10th November 2021
12 minutes read
10th November 2021
12 minutes read
Perhaps I should begin by stating that I watch a lot of reality TV. I started early—as a child I watched almost every season of The Real World. The show felt like an urgent missive from a life I desired: young people interacting with other young people in some metropolitan enclave, all of them vibrant and attractive and engaged in work that seemed interesting if not especially meaningful. On The Real World the day was merely an extended prelude to the evening, when the cast would begin their daily task of exploring the city—pulsing with forbidden possibilities in the absence of sunlight—and each other. It’s not entirely accurate to say I watched The Real World; I studied The Real World. I observed how these people related to each other, how they flirted and rejected advances, what clothes they wore and how they enacted the project of being young. I imagined that at some point I, too, would somehow find myself in some wondrous foreign city (foreign to me, at least) and that I, too, would imprint my youth, ambition and desire on my illuminated surroundings.
I’ve watched many other reality shows over the years, dating shows and human makeover shoes and housing makeover shows and apocalypse-themed shows and housewives shows and various competition-based shows,
but the one reality-tv show constant in my life over the past 20 years has been one of the more popular and durable shows in the genre: Big Brother USA.

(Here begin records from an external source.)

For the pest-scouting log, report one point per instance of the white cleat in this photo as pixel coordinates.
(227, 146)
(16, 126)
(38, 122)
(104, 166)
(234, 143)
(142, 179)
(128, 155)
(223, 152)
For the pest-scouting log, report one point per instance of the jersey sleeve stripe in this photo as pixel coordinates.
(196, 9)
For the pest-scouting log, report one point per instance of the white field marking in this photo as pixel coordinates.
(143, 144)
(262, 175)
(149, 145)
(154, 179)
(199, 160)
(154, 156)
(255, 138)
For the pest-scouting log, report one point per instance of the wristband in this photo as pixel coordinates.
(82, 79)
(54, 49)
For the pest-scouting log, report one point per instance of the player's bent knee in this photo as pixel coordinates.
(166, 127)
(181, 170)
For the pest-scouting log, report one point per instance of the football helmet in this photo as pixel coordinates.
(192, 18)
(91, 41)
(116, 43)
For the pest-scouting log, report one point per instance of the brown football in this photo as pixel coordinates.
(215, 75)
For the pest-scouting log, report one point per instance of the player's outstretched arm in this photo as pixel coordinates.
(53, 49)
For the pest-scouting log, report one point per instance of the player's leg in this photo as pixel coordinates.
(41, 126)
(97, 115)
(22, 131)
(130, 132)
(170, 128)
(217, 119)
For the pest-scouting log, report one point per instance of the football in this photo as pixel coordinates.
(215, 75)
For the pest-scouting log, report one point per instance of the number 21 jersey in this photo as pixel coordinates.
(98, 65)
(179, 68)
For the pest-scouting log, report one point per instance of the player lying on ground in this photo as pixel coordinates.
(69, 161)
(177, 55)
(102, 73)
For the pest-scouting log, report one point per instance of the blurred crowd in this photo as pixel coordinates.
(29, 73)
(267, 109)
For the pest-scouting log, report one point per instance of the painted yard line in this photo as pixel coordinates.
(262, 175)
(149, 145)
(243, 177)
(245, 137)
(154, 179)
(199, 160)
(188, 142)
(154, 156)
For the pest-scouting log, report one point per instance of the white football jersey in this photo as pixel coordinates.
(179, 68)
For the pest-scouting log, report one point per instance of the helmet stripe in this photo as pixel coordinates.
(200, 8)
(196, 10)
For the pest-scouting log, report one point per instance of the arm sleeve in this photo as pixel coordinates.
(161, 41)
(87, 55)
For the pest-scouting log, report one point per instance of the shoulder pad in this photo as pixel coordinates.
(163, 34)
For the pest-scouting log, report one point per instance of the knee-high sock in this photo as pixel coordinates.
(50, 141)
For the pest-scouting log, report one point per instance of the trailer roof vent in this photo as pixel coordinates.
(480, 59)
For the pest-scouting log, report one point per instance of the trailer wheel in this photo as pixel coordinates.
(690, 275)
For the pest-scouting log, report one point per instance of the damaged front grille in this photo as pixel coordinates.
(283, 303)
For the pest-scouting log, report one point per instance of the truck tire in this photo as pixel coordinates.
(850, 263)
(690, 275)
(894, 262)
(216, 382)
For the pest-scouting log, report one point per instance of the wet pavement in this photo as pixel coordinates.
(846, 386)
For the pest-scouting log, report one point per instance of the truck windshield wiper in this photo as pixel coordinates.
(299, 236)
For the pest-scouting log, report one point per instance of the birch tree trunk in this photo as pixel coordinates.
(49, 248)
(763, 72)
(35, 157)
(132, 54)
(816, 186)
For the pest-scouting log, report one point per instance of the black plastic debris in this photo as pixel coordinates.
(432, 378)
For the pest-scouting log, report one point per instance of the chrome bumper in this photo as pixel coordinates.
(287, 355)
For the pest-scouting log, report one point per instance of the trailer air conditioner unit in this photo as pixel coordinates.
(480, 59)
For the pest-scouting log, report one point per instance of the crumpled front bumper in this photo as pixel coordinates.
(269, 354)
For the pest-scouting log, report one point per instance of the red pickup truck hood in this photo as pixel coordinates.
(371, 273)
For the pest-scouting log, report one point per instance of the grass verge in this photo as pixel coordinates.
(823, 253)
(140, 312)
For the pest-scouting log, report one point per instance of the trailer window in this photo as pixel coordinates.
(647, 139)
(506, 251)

I saw the first edition with my family back in 2000, in the months before I left home for college. We were intrigued by the conceit of the show: ten contestants had moved into a house outfitted with hundreds of cameras. We would observe them over the course of the summer, and each week we would vote one of them out until only the winner remained. My family enjoyed it but we didn’t catch every episode, and we more or less forgot about the show when it was over. For some reason we tuned in once more the following year and the amiable host, Julie Chen, informed us that the game had changed: this time the contestants would decide who would leave each week. My family and I were enamored with this change, and in short order we fell in love with the show. As it happened, this was the last time my entire family gathered to watch a television show; in the months that followed I would leave for college again, and then my siblings after me, and we would only return for a few days during holidays, not nearly enough time to watch more than a few episodes of a particular show together. So perhaps we knew that some important era in our family was drawing to a close, and we clung to the words of our reality TV heroes because we were actually clinging to each other. No matter: we watched and strategized and occasionally we attempted to strategize with the players, yelling our brilliant words of advice at the glass screen of our television.
That second season my family was obsessed with Monica Bailey, a player from Brooklyn, New York. We loved how truthful and brash she was, how fearlessly she played the game, how she refused to confine herself to the subservient role that others in the house wanted her to occupy.
And of course we loved the fact she was an African-American.
She was one of only two African-Americans in the house, and though my family and I had watched more than enough competition shows to know how her run on the show would likely end—with a disappointing loss, her achievements consigned to the shadows of someone else’s victory—we cheered her on all the same. We watched as she survived each week of the competition, as she somehow convinced her fellow contestants to keep her in the house, and I continued watching the show after I arrived at college and was riveted when the producers informed her that her cousin had been working in one of the towers that was struck by a commercial jetliner on the morning of September 11, 2001. I also witnessed, just a few days later, when she was voted out of the house, so close to victory and yet, inevitably, unsurprisingly, so far.